John M. Davis thinks of himself as a people leader, which translates into being in front of his employees as often as possible.
But being that kind of leader has become more difficult since Davis accepted the role of president and chief operating officer at National Investment Managers Inc. in 2007. The investment management and pension administration company — which posted 2008 revenue of $42 million — has 24 offices in 15 states, but only nine of its 450 employees work with Davis in the corporate headquarters.
For Davis, that means communication has taken on new forms, such as phone conferences and webinars. But the importance of staying connected to employees hasn’t changed.
“Constant communication with employees is vital,” Davis says. “They have to hear from you. They have to know that you listened to what they said.”
Staying connected means listening, asking questions and involving employees in decisions. The end result is a staff that feels appreciated and gives you a pulse for the company.
Smart Business spoke with Davis about how to engage your employees.
Stay connected to your employees. You have to stay grounded with your staff. Frankly, I think a lot of business leaders forget that. They forget where they came from, they forget that they were on the front line at one point, at least many of them were, and I know I was.
You have to remember where you come from, what’s important to those people, and continue to reinforce the behavior and let them know that you appreciate what they do because they are the most important asset that we have.
You have to get out and talk with people. You have to walk the floor. I would set aside time every week to do nothing but walk the floor maybe for a couple of hours, stop in cubicles, talk to people.
You would be amazed what people will tell you. Then, tell them what you think. People will ask you what you think, and you tell them. You don’t try to pretend that this is too important to discuss with employees.
You have to do that. If you’re not out there, you’re missing it.
Ask and listen. The one thing that I do that people appreciate is — and this sounds simple but — listen. Ask. I’ll do breakfast meetings, I’ll do dinner meetings, lunches.
I ask people what’s on their mind. ‘How is it I can help?
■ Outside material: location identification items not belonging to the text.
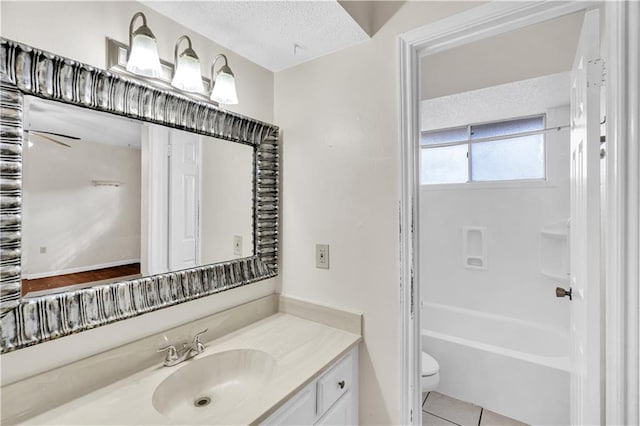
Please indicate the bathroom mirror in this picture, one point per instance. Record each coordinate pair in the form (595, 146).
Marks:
(107, 198)
(87, 160)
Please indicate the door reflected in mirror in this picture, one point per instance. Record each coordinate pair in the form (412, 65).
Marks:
(106, 199)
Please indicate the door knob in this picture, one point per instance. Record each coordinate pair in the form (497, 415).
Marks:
(560, 292)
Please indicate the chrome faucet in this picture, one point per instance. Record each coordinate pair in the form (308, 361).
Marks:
(175, 356)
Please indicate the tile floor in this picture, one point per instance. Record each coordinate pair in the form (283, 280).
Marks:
(441, 410)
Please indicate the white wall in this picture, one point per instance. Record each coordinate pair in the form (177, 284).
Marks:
(82, 226)
(227, 198)
(340, 185)
(513, 215)
(542, 49)
(78, 30)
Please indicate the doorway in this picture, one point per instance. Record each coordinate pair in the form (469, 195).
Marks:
(480, 23)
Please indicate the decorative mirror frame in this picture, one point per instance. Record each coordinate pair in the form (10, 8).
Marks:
(25, 70)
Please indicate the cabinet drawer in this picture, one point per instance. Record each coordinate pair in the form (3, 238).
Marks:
(339, 414)
(334, 383)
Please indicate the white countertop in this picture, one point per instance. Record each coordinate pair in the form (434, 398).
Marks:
(302, 349)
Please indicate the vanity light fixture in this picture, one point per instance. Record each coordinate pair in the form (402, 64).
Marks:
(143, 54)
(223, 83)
(187, 75)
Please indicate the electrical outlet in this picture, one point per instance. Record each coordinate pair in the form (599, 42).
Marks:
(322, 256)
(237, 245)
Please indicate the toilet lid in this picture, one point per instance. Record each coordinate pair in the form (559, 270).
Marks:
(429, 365)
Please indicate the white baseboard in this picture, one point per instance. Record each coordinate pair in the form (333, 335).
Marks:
(79, 269)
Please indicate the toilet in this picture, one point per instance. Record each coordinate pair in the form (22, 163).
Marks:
(430, 373)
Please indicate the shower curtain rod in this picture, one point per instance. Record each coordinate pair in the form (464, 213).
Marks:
(497, 138)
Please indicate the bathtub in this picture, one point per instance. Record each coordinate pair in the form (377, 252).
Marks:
(516, 368)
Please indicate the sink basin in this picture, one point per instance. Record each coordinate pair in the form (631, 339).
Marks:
(213, 384)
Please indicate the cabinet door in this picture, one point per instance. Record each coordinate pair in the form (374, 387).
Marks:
(340, 414)
(301, 410)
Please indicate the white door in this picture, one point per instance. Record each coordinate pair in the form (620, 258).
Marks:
(586, 80)
(184, 183)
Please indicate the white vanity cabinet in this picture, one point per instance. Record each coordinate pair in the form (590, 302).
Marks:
(331, 399)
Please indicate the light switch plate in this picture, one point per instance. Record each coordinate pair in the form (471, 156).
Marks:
(322, 256)
(237, 245)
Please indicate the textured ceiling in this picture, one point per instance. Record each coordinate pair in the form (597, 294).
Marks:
(265, 32)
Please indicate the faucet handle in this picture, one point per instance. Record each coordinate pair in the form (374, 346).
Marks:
(197, 344)
(172, 353)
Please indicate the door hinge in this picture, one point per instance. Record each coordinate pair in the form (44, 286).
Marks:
(596, 73)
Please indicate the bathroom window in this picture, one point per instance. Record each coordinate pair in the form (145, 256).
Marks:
(508, 150)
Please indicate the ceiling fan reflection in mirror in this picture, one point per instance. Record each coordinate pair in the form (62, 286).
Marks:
(47, 136)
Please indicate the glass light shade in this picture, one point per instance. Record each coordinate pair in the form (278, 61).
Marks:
(187, 75)
(224, 89)
(144, 59)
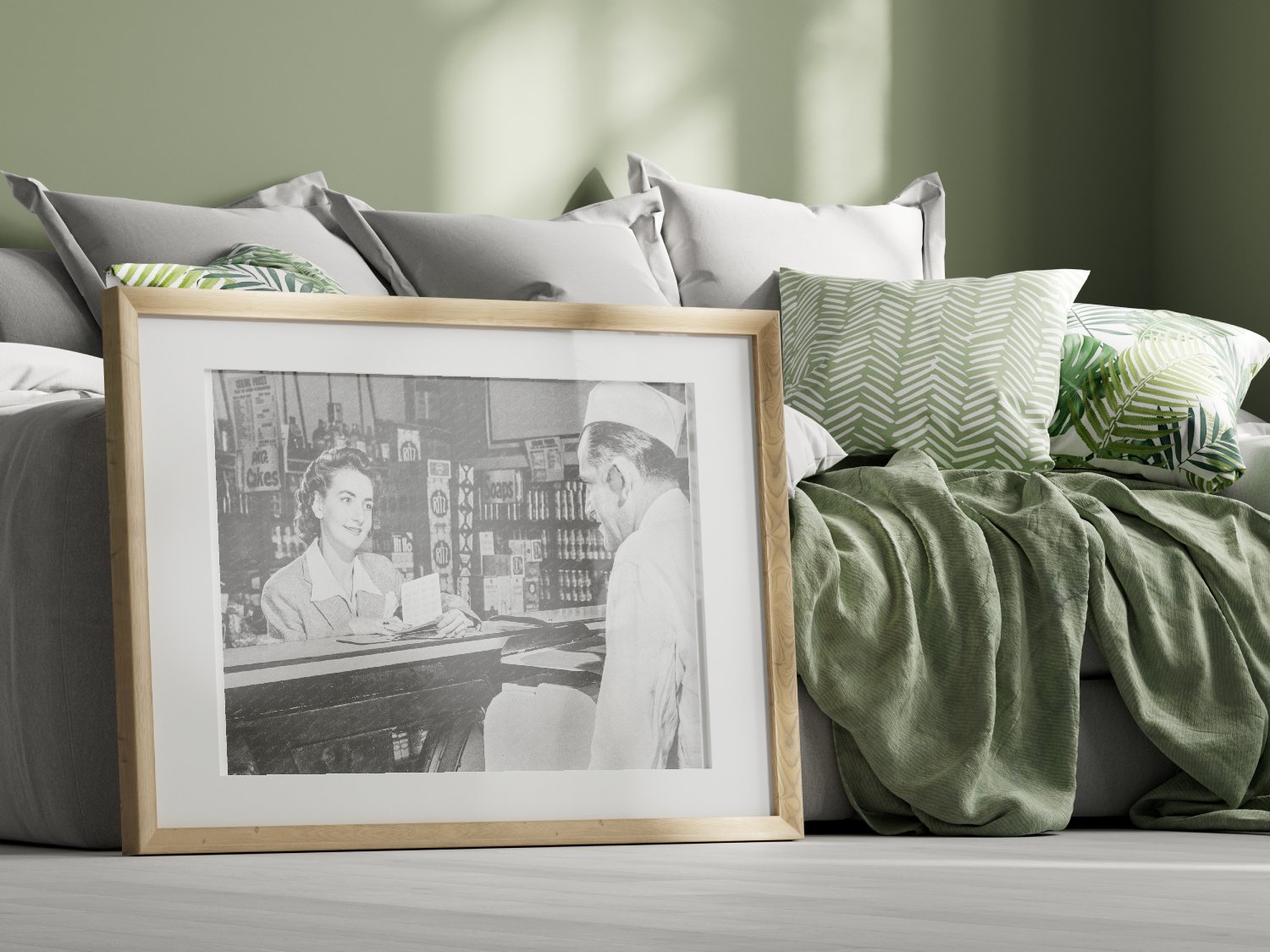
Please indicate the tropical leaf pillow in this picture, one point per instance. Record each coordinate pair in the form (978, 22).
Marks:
(1153, 393)
(243, 268)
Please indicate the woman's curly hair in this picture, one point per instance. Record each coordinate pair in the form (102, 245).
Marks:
(317, 482)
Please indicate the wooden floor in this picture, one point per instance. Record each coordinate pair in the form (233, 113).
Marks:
(1079, 890)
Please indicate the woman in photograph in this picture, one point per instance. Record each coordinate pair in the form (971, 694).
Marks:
(333, 588)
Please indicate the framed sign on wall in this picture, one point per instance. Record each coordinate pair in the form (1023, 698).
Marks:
(373, 649)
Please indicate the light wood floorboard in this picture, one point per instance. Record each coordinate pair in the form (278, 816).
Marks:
(1096, 889)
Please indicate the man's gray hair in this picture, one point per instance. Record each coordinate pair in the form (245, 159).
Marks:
(652, 457)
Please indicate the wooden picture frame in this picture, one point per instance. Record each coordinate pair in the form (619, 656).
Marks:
(135, 316)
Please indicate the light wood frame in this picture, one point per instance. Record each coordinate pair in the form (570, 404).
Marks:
(141, 833)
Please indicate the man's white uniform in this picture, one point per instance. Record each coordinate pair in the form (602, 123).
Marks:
(649, 706)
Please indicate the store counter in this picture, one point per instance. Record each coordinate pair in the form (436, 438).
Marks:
(327, 706)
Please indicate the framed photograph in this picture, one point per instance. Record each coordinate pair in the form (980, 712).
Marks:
(352, 614)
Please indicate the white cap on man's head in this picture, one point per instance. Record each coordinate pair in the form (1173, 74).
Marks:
(638, 405)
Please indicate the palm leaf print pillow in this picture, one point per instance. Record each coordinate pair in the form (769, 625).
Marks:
(1153, 393)
(244, 267)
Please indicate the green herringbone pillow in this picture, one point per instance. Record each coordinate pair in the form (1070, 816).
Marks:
(965, 370)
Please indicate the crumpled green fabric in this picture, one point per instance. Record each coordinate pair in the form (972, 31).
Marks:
(940, 617)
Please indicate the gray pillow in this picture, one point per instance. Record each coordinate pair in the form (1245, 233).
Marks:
(726, 246)
(609, 253)
(91, 233)
(41, 305)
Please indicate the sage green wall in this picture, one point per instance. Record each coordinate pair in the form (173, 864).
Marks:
(1211, 155)
(502, 106)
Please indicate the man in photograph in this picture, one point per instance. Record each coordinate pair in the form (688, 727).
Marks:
(649, 707)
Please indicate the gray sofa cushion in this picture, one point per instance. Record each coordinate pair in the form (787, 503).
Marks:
(91, 233)
(609, 253)
(58, 768)
(41, 305)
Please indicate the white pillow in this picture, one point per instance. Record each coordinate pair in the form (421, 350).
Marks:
(809, 448)
(48, 370)
(726, 246)
(1254, 487)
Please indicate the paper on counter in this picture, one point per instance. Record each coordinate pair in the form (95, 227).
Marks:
(421, 601)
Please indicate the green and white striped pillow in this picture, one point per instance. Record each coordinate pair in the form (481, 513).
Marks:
(964, 370)
(1153, 393)
(244, 268)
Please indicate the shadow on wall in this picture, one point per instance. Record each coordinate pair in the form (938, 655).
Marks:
(1034, 112)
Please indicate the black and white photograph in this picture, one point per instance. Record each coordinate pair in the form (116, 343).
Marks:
(454, 574)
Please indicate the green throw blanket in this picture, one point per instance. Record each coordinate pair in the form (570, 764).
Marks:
(940, 617)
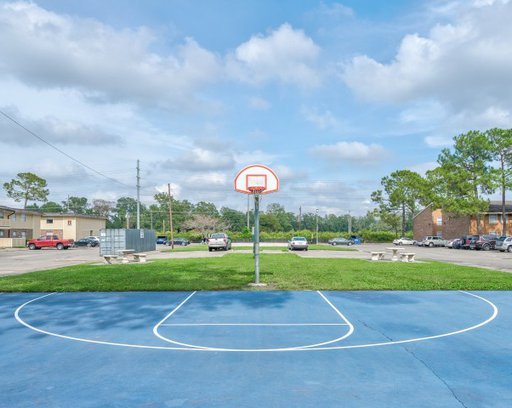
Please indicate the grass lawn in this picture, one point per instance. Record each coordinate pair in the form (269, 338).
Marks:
(279, 271)
(327, 247)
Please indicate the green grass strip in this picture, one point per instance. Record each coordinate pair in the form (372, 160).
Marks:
(236, 271)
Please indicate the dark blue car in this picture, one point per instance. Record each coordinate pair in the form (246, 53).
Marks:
(161, 240)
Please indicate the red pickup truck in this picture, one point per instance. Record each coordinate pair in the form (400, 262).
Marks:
(49, 241)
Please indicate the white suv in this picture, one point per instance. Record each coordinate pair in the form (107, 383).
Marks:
(432, 241)
(504, 244)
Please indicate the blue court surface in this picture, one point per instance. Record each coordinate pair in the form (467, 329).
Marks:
(256, 349)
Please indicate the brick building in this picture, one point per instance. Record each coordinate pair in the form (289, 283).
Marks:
(434, 222)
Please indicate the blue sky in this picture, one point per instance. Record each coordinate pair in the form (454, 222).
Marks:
(332, 95)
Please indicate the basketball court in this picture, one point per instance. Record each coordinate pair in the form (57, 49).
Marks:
(256, 349)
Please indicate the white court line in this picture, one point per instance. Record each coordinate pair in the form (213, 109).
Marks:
(155, 328)
(253, 324)
(307, 346)
(140, 346)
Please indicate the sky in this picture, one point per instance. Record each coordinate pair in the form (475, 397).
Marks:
(331, 95)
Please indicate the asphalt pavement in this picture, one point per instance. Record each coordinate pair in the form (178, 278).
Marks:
(18, 261)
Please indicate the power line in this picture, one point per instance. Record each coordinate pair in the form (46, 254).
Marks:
(59, 150)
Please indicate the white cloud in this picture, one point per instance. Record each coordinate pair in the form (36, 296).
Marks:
(466, 64)
(53, 130)
(323, 120)
(439, 141)
(286, 55)
(336, 10)
(199, 159)
(49, 50)
(340, 152)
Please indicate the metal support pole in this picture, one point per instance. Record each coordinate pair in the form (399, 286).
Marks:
(316, 226)
(138, 195)
(248, 211)
(257, 237)
(170, 214)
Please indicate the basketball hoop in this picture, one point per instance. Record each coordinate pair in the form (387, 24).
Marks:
(256, 189)
(256, 180)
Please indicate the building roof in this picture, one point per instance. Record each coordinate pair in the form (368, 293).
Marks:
(495, 207)
(45, 214)
(19, 210)
(73, 215)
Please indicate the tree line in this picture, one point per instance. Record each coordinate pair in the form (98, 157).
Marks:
(479, 164)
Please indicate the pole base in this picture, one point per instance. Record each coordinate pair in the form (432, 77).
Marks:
(258, 285)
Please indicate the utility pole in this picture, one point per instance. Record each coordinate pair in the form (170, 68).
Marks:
(316, 226)
(170, 214)
(138, 195)
(248, 203)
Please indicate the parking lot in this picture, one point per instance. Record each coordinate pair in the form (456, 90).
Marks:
(17, 261)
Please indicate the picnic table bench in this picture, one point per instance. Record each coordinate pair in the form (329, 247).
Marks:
(407, 256)
(377, 255)
(109, 258)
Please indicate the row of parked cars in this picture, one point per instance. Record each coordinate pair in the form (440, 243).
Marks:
(163, 240)
(54, 241)
(478, 242)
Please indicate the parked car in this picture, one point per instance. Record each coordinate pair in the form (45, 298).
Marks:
(49, 241)
(298, 243)
(432, 241)
(341, 241)
(178, 242)
(455, 243)
(404, 241)
(483, 242)
(88, 242)
(161, 240)
(504, 244)
(467, 241)
(219, 240)
(356, 240)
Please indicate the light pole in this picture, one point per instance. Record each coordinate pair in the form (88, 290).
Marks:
(316, 226)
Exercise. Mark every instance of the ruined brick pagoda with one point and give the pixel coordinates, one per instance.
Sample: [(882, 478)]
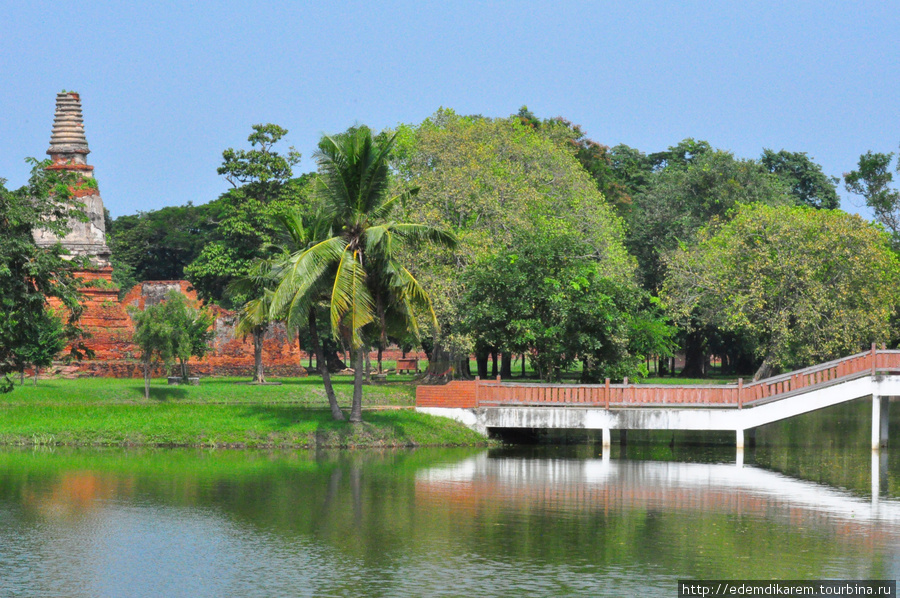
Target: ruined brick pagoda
[(104, 317)]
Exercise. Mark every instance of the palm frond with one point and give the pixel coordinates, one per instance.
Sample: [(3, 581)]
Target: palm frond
[(300, 275), (352, 305)]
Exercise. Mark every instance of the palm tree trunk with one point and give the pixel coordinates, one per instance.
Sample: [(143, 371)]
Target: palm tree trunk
[(259, 375), (356, 406), (322, 364), (506, 365), (147, 380)]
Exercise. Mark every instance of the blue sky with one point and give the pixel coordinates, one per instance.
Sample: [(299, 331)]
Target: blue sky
[(166, 86)]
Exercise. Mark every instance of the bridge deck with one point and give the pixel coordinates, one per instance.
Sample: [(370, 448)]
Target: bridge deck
[(626, 406)]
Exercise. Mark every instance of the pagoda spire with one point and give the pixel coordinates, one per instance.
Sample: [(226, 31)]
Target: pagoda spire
[(68, 151)]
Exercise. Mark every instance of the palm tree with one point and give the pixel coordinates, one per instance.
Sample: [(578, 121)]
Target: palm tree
[(297, 236), (358, 263)]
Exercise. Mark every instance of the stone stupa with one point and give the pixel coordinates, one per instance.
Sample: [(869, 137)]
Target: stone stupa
[(103, 318), (68, 151)]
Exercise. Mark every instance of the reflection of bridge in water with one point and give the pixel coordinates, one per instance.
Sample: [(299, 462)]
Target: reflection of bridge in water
[(483, 405), (604, 485)]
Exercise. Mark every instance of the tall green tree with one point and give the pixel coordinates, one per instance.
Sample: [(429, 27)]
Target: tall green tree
[(804, 285), (803, 178), (159, 244), (29, 274), (543, 298), (361, 261), (487, 180), (48, 340), (245, 216), (873, 181), (169, 330)]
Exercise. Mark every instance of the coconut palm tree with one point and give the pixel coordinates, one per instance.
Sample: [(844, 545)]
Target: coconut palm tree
[(367, 286)]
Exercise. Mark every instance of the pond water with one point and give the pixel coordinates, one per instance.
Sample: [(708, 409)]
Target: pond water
[(543, 520)]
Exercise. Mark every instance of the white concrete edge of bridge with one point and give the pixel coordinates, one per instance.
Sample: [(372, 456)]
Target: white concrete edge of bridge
[(738, 420)]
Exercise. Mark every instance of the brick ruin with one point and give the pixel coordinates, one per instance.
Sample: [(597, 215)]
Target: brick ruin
[(105, 317)]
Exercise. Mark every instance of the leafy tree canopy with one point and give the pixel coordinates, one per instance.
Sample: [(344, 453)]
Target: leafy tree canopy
[(542, 298), (873, 180), (244, 218), (803, 178), (806, 285), (695, 185), (489, 181)]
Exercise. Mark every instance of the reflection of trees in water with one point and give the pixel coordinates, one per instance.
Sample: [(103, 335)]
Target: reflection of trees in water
[(383, 508)]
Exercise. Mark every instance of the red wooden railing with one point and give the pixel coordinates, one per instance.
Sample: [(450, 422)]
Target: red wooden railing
[(496, 392)]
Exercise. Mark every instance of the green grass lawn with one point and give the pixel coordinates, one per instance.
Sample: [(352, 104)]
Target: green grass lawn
[(306, 392), (218, 412)]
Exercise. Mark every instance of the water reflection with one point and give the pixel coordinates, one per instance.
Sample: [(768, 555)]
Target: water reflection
[(429, 522)]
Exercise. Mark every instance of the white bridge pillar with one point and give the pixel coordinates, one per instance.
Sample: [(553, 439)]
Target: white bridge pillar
[(879, 421)]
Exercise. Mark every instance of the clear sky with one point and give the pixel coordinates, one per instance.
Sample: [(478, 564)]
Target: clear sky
[(166, 86)]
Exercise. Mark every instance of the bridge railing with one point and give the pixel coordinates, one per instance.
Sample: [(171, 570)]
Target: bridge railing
[(486, 393)]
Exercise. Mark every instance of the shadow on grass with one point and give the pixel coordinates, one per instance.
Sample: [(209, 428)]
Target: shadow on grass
[(162, 394)]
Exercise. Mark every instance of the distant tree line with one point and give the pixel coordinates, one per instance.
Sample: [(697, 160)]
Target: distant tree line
[(520, 238)]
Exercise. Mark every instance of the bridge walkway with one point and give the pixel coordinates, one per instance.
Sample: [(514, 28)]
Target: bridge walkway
[(484, 404)]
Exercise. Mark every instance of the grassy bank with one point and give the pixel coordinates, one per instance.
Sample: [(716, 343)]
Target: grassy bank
[(218, 413)]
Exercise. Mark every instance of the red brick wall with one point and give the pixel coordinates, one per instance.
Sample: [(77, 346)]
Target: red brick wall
[(458, 393)]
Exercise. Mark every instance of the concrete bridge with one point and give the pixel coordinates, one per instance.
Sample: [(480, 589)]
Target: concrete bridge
[(484, 404)]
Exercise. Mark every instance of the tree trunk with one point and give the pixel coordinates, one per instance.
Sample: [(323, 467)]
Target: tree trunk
[(481, 363), (322, 363), (147, 380), (333, 360), (356, 406), (765, 369), (506, 365), (694, 356), (259, 334)]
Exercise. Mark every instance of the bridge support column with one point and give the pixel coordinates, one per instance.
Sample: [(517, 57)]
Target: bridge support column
[(879, 421), (751, 437)]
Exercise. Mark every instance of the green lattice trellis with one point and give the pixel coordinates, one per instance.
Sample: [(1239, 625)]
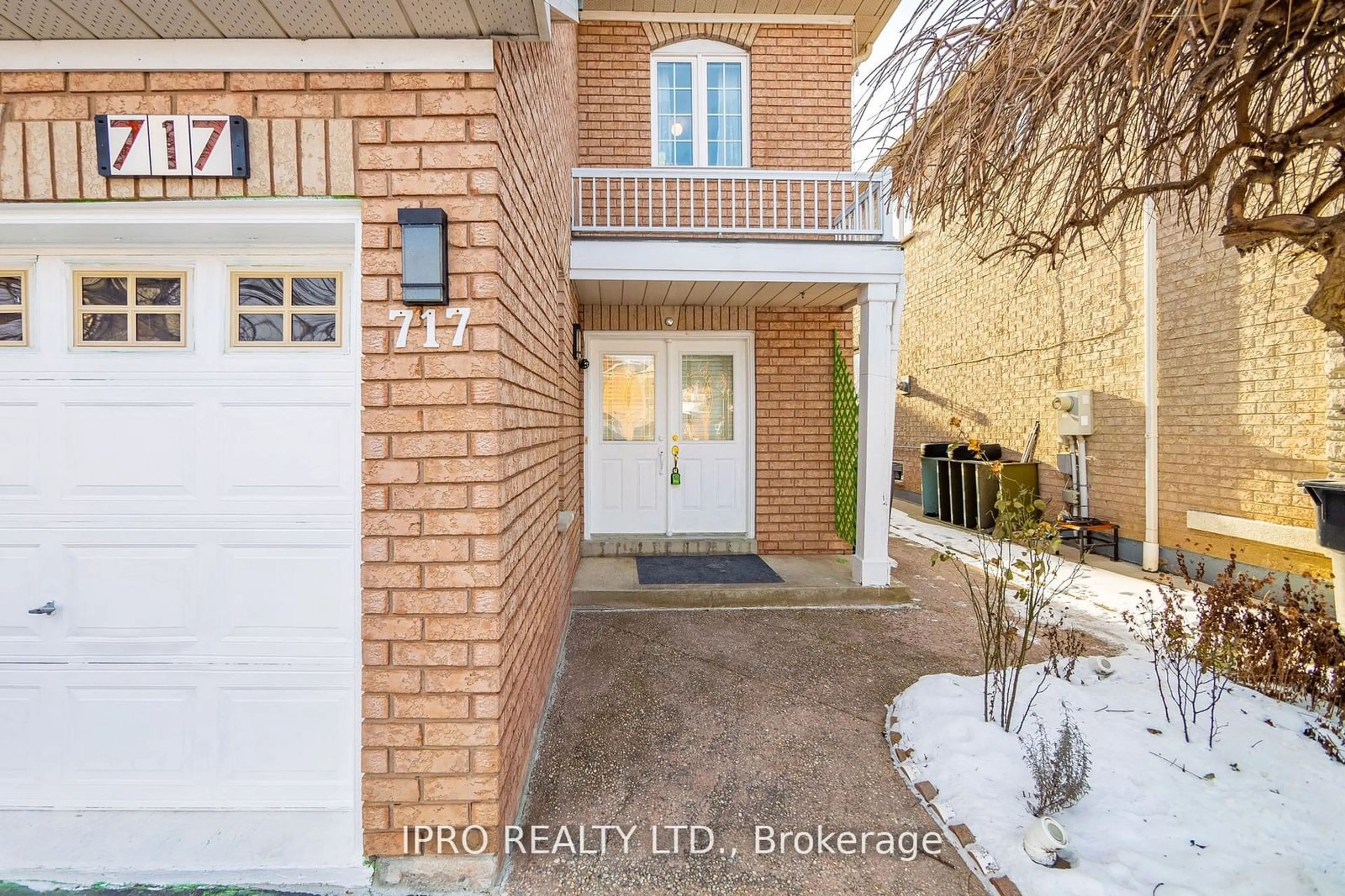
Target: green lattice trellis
[(845, 442)]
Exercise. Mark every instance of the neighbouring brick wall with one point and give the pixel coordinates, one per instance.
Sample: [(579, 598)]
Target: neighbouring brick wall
[(538, 387), (1242, 382), (799, 84), (464, 579), (794, 485)]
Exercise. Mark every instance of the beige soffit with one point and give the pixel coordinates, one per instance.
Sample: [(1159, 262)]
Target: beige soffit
[(296, 19), (867, 17)]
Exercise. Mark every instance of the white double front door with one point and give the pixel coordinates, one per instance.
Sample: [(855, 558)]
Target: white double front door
[(669, 434)]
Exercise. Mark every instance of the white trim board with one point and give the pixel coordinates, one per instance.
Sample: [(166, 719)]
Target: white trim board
[(230, 54), (713, 18), (1293, 537), (209, 222)]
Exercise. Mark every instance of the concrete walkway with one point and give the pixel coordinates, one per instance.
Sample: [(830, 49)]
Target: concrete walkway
[(733, 719)]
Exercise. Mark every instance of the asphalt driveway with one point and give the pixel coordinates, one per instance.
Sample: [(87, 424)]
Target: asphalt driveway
[(735, 720)]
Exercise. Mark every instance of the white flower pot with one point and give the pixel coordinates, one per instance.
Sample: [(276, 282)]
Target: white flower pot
[(1043, 840)]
What are you concerned about?’ When you start to hear common themes you have to act upon it, so you can go back to those employees and say, ‘I heard what you said, and this is what we’re doing.’
You would be surprised, even if in the course of a month (if you) took a couple of ideas and made even a subtle change. The employees in the organization talk. When they can spread the word that, ‘Oh yeah, I talked to John, he invited me to a breakfast. This is what I said, and this is what he did.’ I’m telling you they will listen to you. There’s not this ivory tower management team here that doesn’t listen to the employees. And, oh by the way, when they listen, they take action.
You’re not going to take action on every item because you do get some people that just want to complain and moan about they didn’t get a big enough raise or whatever it is. But there is a lot of value in listening to people because they will get to the bottom or the heart of the matter of a lot of things. There’s a lot of ‘oh wow’ moments that I’m able to act upon.
I’ll go out and build a task force and say, ‘This is what I’m hearing; let’s research it a little bit more. Bring me some facts and then let’s make a decision about what we want to do.’ People respond to that.
Promote teamwork. I can’t be everywhere, and because I don’t have a corporate staff that can run every project that I need to run, I have created numerous teams, committees, task forces — teams of people in the field ranging from three or four people to 10 people to solve various matters.
I ask for volunteers. I generally pick a leader. I pick someone that I think has expressed interest to me. I typically ask them for volunteers and build the team and empower them to solve the problem.
The team might stay together for a month or three weeks or whatever it takes to bring a recommendation to me, and we evaluate it and make the best decision on what to do.
I can’t be everywhere, and my staff can’t be everywhere, but I have a team of people that will lead the initiative. I have to rely on that.
When people get to participate as part of a team, they see the value that they are bringing to the organization because when I go out and announce to 450 people that this team that might be five people was successful in negotiating this arrangement or was successful in solving this problem, everybody knows it, and their names are out there and they get full credit in what they’ve done.
That’s how you engage people — you let them solve problems. They’re not just there to answer the phone and go through the motions during the day, but there are other things that I assign them. They really feel valued.